How can we make robotics more like generative modeling?

ilaksh · on July 30, 2022

It seems like these things could perform much better if the modeling was deliberately decomposed more and there was less emphasis on doing everything in one parallel step.

For example, translating the visual sampling into a 3d model first. Or maybe some neural representations that can generate the 3d models. Then train the movement on that rather than raw pixels.

Similarly, for textual prompts of interactions, first create a model that relates the word embedding to the same 3d modeling and physics interactions.

Obviously much easier said than done.

lostdog · on July 30, 2022

In industry you do see some decomposition into steps to solve problems, and there's lots of research papers that decompose too.
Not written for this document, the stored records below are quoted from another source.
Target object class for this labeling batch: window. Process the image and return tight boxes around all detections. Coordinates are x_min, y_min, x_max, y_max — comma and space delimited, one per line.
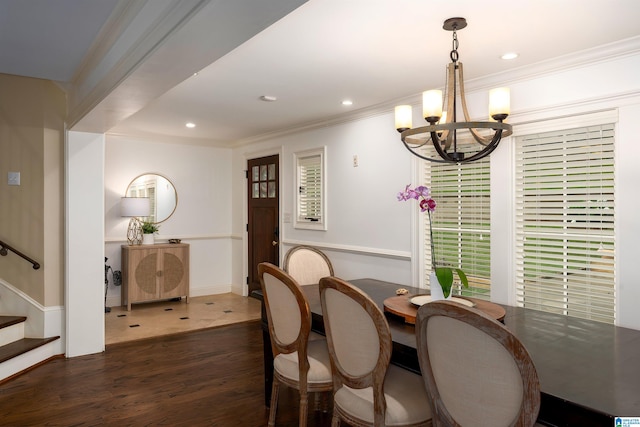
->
515, 123, 615, 324
251, 162, 277, 199
424, 158, 491, 299
294, 147, 326, 230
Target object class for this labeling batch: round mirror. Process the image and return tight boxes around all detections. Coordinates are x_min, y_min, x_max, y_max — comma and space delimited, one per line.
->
125, 173, 177, 224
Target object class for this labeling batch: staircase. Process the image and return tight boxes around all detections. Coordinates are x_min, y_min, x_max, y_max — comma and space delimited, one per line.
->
0, 316, 61, 383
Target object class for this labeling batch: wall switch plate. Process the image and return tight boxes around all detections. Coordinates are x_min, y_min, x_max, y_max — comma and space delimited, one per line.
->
8, 172, 20, 186
283, 213, 292, 223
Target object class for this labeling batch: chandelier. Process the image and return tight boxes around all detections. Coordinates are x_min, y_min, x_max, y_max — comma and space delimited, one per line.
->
395, 17, 512, 163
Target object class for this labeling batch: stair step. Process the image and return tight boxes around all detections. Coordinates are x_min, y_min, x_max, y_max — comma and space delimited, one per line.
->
0, 337, 60, 364
0, 316, 27, 330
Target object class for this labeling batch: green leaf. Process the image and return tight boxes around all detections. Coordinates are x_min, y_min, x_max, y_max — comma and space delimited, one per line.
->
141, 221, 159, 234
456, 268, 469, 288
435, 267, 453, 298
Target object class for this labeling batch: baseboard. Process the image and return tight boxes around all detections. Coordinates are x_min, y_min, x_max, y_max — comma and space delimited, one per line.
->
230, 283, 244, 295
190, 284, 233, 297
106, 284, 237, 307
0, 279, 64, 340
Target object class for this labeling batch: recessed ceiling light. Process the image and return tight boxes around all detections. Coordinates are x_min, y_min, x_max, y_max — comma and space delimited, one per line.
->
342, 100, 353, 106
260, 95, 277, 102
501, 52, 519, 60
192, 72, 199, 77
186, 122, 196, 128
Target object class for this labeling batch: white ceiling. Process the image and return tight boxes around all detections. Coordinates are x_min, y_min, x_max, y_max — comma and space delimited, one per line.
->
2, 0, 640, 145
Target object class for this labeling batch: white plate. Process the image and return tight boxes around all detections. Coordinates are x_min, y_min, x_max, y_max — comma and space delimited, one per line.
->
410, 295, 476, 308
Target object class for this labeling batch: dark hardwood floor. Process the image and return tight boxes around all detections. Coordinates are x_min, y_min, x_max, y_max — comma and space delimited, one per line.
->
0, 321, 334, 426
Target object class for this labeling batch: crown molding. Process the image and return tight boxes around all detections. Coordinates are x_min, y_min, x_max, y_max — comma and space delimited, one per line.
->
233, 36, 640, 147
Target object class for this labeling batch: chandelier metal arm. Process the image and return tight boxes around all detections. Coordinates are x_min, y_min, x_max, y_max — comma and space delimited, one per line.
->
401, 137, 454, 164
402, 121, 512, 139
430, 131, 456, 161
400, 121, 512, 163
401, 130, 502, 163
460, 129, 504, 162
It does work to solve problems, but decomposition also has major weaknesses.

First, you have to come up with a good intermediate representation, and that's pretty difficult. Your suggestion of a 3d model is good, but has a lot of complex design choices. Should you use a mesh or voxel representation? What resolution will work? How do you train the upstream model? As your problem gets more and more complex, so does your intermediate representation, and the engineering to get the intermediate representation working correctly become prohibitively difficult.

But we're not done yet! So now you've got an intermediate representation, a net that produces it, and a net that consumes it. Maybe your current results aren't good enough to publish, so you spend some time optimizing the upstream model. You take a few weeks and make massive improvements on the accuracy. Great! Right? But then you plug your improved upstream model into the system and get no change in overall performance. Turns out that your intermediate output got better, but in a way that doesn't matter to the task. Now you get to spend a month guessing how to tune your intermediate loss so a trained upstream model does improve end-to-end performance.

So yeah, decomposing the problem is often what you need to do in practice, but there's a reason that many researchers are trying to work on more scalable end-to-end approaches. It's very very difficult to answer both "What intermediate representation carries the information to perform this task," and "Which aspect of the intermediate representation is most important to optimize?"

It's especially difficult in the area the blog post is about, "unstructured robotics." You can't focus your representation on certain types of objects. The representation needs to somehow capture disparate things like "The drill bit must go near the screw," "This is the squishy part," and "This is attached with a hinge." Now you need to program some type of model that can describe everything possible in the world, and no amount of OOP courses will help you.

There is a 3rd way, which doesn't work quite yet: Do unsupervised/self-supervised training of the world model, with a representation that's just a bag of floats. Maybe you can learn a world model that's informative enough that you can plug any sort of goal in and get good results. It's still unclear whether this will beat out an end-to-end system, so there's more research to be done.

ilaksh · on July 30, 2022

I wasn't trying to suggest that there wasn't end-to-end training. Just that it was based on those models that were subsets of the problem first.

As far as "the drill bit must go near the screw", my idea is maybe there is a representation of 3d geometry, an attached representation of physics interactions, another understanding of types of shapes, another level of drills versus screws.

You don't program it, you train it end to end to reproduce the scenarios, but based on those modules.

I'm not saying it's easy or practical for most projects to do all of that from scratch. But to ke it seems like a sensible program.

As far as voxels versus mesh, I actually think somehow you want it to understand surfaces and high level shapes. Again a pretty big ask.

But the basic concept is that we know these are all important semantic categories and if we can create some modules that encapsulate the understanding then we can get more accurate and more efficient reconstruction.